Here at Farnsworth Law Offices, we pride ourselves on experience and expertise in ALL types of criminal law. We’re ready to take on any challenge. However, through conversations over many a dinner table (and maybe a bar or two), we’ve found that folks have the most questions about one particular crime: the DUI. To be sure, DUI is one of the most ubiquitous crimes, and often many “normal” citizens find themselves accused of drinking and driving. DUI is common, but it is not simple. Over the next few weeks, we’re going to try to answer the question that we get asked more than any other: “What do I do if I’m pulled over for DUI?”
Part I – Zero Tolerance?
Newsflash: having a drink and then driving is NOT against the law in South Carolina. There is no such thing as zero tolerance for alcohol and driving. If you want to be on the safe side, you should probably think about not driving after you’ve had anything to drink. Police officers and prosecutors are under tremendous political pressure to be tough on DUI, and nobody wants to be hassled and spend a night in jail for something they didn’t do. There is, however, a difference between “drinking and driving” and DUI, so let’s talk about what DUI really means.
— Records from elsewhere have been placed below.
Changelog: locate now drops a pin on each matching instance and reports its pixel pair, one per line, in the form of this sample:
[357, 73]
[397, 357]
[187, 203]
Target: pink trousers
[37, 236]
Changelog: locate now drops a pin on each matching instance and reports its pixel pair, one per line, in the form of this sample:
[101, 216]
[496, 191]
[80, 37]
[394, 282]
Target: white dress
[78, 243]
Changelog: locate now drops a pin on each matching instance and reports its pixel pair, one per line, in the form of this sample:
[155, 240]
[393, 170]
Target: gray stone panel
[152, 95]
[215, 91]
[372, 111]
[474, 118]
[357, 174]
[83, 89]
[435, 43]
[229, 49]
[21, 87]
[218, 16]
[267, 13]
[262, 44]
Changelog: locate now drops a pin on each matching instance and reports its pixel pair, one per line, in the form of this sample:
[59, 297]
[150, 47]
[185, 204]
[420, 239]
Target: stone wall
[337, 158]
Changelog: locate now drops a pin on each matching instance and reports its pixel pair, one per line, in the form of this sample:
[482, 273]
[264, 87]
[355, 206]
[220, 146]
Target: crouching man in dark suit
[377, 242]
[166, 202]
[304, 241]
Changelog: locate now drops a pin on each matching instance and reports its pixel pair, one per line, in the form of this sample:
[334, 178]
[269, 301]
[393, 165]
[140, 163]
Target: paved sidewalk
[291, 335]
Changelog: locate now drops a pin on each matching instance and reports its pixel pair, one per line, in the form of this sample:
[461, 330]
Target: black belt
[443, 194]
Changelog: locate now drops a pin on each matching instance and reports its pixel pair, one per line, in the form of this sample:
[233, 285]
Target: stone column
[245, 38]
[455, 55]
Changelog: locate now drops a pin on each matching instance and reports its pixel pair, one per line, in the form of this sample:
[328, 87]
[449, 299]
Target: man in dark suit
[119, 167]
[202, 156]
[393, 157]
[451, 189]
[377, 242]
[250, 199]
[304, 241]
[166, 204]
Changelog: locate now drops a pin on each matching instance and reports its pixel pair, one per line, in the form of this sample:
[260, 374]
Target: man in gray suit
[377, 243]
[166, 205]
Technically speaking, it is against the law to operate a motor vehicle while under the influence of drugs or alcohol. Consequently, a DUI investigation is geared to prove that you are being affected by the substance, not simply that you have ingested a substance. This is an important point to keep in mind as we move through the stages of a DUI stop. If the officer just wanted to prove you drank and drove, he could do so with straightforward evidence such as a picture of you leaving a bar or a receipt from a liquor store or the simple assertion that you smelled like alcohol (more on this one later). The only way for a police officer to prove that you are under the influence is by directly observing your actions! One way to successfully avoid a DUI conviction is to not give him that chance.
Sidenote: Throughout this series we will be talking mostly about alcohol, but remember that drugs, whether prescribed or recreational, can be the basis for a DUI arrest as well. If the prescription bottle says not to drive, don’t do it; If you’re stoned, just order pizza instead. That being said, all of the wisdom that follows applies to drugs as well as alcohol.